Fecha: 14 de noviembre de 2021

Aquella pregunta sobre quiénes somos “nosotros”, cuando hablamos de la Iglesia en Sínodo, no deja de inquietarnos. ¿Quiénes somos los que formamos la Iglesia, esos que, estando en comunión, han de participar de la vida eclesial y compartir la misma misión?; ¿quiénes han de hablar e intervenir en el Sínodo? ¿Cualquiera que lo desee, aunque no tenga criterios no evangélicos?

Estas reflexiones nos conducen a evocar tantas personas que conocemos y que seguramente están a mitad de camino, reconociéndolo o no, hacia la fe. Recordamos el sufrimiento en amigos, padres, creyentes sinceros, que ven allegados suyos que han perdido la fe, o que no saben si creen, o que les es indiferente creer o no o que no quieren hablar de ello, o que no “necesitan creer” para ser felices… ¿Forman parte del “nosotros”, en comunión, participación, misión?

Al menos, con gusto queremos escucharles, si quieren hablar. Pero, ¿qué peso tendrá su palabra? Como siempre, habrá que discernir… Un caso es el de quienes no quieren saber nada y otro el de quienes buscan sinceramente.

La memoria nos trae algunas felices sugerencias, como aquella del Papa Ratzinger, que promovía “el atrio de los gentiles”, espacio de diálogo entre la fe y el mundo de los que se ven lejos de ella. O como aquellos diálogos libres y luminosos del propio pontífice con representantes de la cultura moderna… Así mismo recordamos figuras que se quedaron en el “umbral” de la fe y de la Iglesia. Por ejemplo, los testimonios de la escritora Simone Weil, y del inmenso autor Charles Péguy, verdaderos protagonistas del “habitar en el umbral de la fe”. No podrán ser representantes de la indiferencia, porque, si algo les caracterizaba, era ser apasionados buscadores de la verdad de la vida. Nos preguntamos si estos, y otros muchos semejantes, en caso de que desearan hablar, deberían ser escuchados por una Iglesia en Sínodo.

Permanece el interrogante de si ellos aceptarían ser considerados dentro del “nosotros” de la Iglesia. Hoy muchos no lo aceptarían. Pero, por supuesto, les escucharíamos solícitamente, no porque sus palabras fueran sin más oráculos de la verdad, sino porque eran buscadores honrados, auténticos, competentes. ¡Cómo desearíamos que nuestros amigos ateos, agnósticos, indiferentes, fueran como ellos! No pocas veces nos hemos preguntado si aquellos habitantes del umbral, en cierto modo atormentados por una manera de vivir la fe, que no encajaba con su búsqueda, hoy, después de la reforma conciliar, se adherirían gustosos a la Iglesia o incluso serían hoy, en su seno, una voz clarividente.
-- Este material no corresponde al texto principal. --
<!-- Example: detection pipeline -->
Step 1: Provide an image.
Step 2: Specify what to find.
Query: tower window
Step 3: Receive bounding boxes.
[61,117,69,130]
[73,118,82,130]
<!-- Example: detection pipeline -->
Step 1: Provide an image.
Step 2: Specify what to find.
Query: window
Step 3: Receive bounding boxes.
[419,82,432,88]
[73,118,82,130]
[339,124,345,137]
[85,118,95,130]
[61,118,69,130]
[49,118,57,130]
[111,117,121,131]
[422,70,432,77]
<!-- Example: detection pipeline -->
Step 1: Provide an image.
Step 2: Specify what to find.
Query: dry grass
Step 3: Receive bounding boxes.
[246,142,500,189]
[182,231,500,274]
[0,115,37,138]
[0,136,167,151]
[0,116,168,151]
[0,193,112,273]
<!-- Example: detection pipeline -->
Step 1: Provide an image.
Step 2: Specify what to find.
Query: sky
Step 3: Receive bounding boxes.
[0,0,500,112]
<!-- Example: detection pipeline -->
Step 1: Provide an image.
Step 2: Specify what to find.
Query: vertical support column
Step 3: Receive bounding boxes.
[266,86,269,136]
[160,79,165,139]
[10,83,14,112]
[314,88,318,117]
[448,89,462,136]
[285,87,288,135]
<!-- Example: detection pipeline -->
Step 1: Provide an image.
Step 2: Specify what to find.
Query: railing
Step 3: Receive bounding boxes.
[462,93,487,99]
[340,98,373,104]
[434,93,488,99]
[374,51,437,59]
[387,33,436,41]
Estamos inquietos por lograr una forma de ser Iglesia más sinodal. ¿Qué importancia puede tener para nosotros el espacio de encuentro y diálogo con los no creyentes? Constantemente escuchamos a gente afirmar que la Iglesia debería hacer esto o lo otro, tendría que cambiar en sus ideas, lenguaje, estrategia, etc. Generalmente estos consejos parten de una base: la sociedad, el mundo, tienen razón, avanzan, y la Iglesia se ve anclada en el pasado. Pero, sin negar la buena voluntad que pueden tener estas voces, nos preguntamos: ¿por qué, en qué sentido tiene razón el mundo?, ¿qué significa avanzar?, ¿qué mundo es el que “manda”?…

Sí, ciertamente hemos de escuchar, y preguntar incluso, en el atrio de los gentiles, a todos los que, sin formar parte “del templo”, no están lejos. El Espíritu de Cristo puede inspirarles algo de su sabiduría. Lo mejor será hacer como María, escuchar y meditar en el corazón para discernir qué quiere el Espíritu de nosotros.